During the beginning part of the ideation phase, I made the mistake of trying to immediately start sketching in fear that I would get behind. I had done barely a page of sketches (roughly 30) and was already struggling to come up with more ideas, which did not bode well for my future. I had planned on having 100 sketches and here I was struggling at 30. After a much-needed talk with my instructor and other students, I went back to do more research to give myself a better foundation.
This research process consisted of me going back and creating an informal competitive analysis that compared outdoor schools in the lower mainland. For each school, I defined their tone of voice and documented their visual language (brand colours, visual elements, typography, and photography style), which helped me recognize what niches were already occupied.
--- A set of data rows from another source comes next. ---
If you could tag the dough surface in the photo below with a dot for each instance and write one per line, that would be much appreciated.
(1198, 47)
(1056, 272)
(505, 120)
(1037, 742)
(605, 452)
I also went back to my word map, which I had created to act as a bank of visual imagery that I could use. My first pass was too thin, I had focused only on the idea of schooling and organic elements. I went back and added more categories like BC scenery, and ecological concepts which might be of use. Additionally, I also added the three brand adjectives that defined the brand (real, relevant, and revolutionary) and wrote related words as well as possible methods of visually communicating those ideas.
With this, I edited and presented to my mentors. We agreed on three potential concepts to keep refining, which were a boot print, a pine cone/Pinecone scale/badge, and lastly a three v shape. After another round of ideation, we decided that the boot print was working the best. The three v’s ended up being very anticlimactic when placed together.
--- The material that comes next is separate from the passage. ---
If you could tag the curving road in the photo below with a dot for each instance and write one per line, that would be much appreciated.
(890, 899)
The pinecone scales had become too abstract and no longer read, which is an important note moving forward that also applied to the boat concept. Some key problems we outlined were that the boot needed to be clearer as a boot, should be a little more realistic, and we considered applying texture as well.
For now, I would give myself a 7.5 or 8 out of ten: I have a sold start but I still have a ways to go.
For this project, I knew that I wanted to focus on a branding project, as I need more emphasis on those skills for my book. I knew I wasn’t interested in packaging thus I was considering branding a company that provided a service or experience. From there I came to the idea of an outdoor school.
I pitched the idea to my mentors, initially suggesting that I would rebrand the entire school and create a logo and some other branded deliverables. I also mentioned that logos are not my strong suit, and thus my mentors offered the possibility of just focusing just on the logo. I was really happy with this development because of how important a logo is for a brand (as it’s one of the biggest touchpoints for a customer) and how much time crafting an effective logo can take.
From there I wrote my brief and send it to my mentor who wrote me a few helpful pointers for brief writing, For example, I had misinterpreted the function of the background section and lumped it in with the brand’s USP.
Another really valuable lesson learned was to take the old logo and to identify its weak points and write them out. This helped me practice analyzing logos as well as gave me concrete examples to watch out for in my own work.